II. Award Information

Type of Award: Discretionary grants.

Estimated Available Funds: $6,467,609.

Contingent upon the availability of funds and the quality of applications, we may make additional awards in FY 2021 and subsequent years from the list Start Printed Page 23347of unfunded applications from the competition announced in this notice.

Estimated Range of Awards: $1,000,000 to 3,000,000 per year.

Estimated Average Size of Awards: $2,000,000 per year.

Maximum Award: We will not make an award exceeding $3,000,000 for a single budget period of 12 months.

Estimated Number of Awards: 2-4.

Note: The Department is not bound by any estimates in this notice.

Project Period: Up to 60 months.

III. Eligibility Information

1. Eligible Applicants: SEAs.

2. a. Cost Sharing or Matching: This program does not require cost sharing or matching.

b. Supplement-Not-Supplant: This program involves supplement-not-supplant funding requirements. Neither an SEA nor an LEA may reduce funding or services to a student as a result of the student taking a course supported by this program.

3. Subgrantees: A grantee under this competition may not award subgrants to entities to directly carry out project activities described in its application.

4. Equitable Services: A grantee under this program is required to provide for the equitable participation of private school children, in accordance with section 8501 of the ESEA (20 U.S.C. 7881).

IV. Application and Submission Information

1. Application Submission Instructions: Applicants are required to follow the Common Instructions for Applicants to Department of Education Discretionary Grant Programs, published in the Federal Register on February 13, 2019 (84 FR 3768) and available at www.govinfo.gov/​content/​pkg/​FR-2019-02-13/​pdf/​2019-02206.pdf, which contain requirements and information on how to submit an application.

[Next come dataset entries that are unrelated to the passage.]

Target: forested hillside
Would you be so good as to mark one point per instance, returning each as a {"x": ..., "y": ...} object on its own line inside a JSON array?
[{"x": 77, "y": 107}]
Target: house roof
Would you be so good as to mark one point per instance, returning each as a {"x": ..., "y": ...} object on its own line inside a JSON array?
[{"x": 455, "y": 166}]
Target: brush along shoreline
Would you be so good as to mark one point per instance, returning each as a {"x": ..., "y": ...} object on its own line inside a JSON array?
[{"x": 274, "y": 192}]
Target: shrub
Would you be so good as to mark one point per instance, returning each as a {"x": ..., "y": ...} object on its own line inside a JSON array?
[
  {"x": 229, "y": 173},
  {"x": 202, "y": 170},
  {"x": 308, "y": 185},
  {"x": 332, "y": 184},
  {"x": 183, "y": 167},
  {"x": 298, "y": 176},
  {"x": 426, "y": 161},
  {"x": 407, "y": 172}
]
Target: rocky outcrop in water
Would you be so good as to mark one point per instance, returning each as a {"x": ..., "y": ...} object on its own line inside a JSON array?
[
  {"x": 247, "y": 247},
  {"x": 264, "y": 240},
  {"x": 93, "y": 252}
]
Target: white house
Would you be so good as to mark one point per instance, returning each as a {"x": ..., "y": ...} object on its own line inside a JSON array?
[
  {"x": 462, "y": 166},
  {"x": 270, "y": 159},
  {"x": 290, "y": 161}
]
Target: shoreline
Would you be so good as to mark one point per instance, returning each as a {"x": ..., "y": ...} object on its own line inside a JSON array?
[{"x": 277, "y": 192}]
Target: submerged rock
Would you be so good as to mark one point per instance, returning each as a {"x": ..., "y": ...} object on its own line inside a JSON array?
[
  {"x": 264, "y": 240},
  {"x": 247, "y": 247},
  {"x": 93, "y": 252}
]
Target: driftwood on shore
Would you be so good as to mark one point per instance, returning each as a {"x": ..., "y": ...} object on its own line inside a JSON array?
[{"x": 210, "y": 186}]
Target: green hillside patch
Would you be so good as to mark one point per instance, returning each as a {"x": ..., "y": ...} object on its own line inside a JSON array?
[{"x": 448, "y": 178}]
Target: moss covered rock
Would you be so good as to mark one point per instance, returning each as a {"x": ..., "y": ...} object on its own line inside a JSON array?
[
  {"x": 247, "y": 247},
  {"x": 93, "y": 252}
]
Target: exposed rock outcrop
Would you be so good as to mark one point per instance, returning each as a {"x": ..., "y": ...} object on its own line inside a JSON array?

2. Intergovernmental Review: This program is subject to Executive Order 12372 and the regulations in 34 CFR part 79. Information about Intergovernmental Review of Federal Programs under Executive Order 12372 is in the application package for this program.

3. Funding Restrictions: Funds under this program may be used only for costs related to developing or expanding, implementing, and disseminating information on course-access programs, which may include instructional costs (e.g., course materials and fees).

We reference regulations outlining funding restrictions in the Applicable Regulations section of this notice.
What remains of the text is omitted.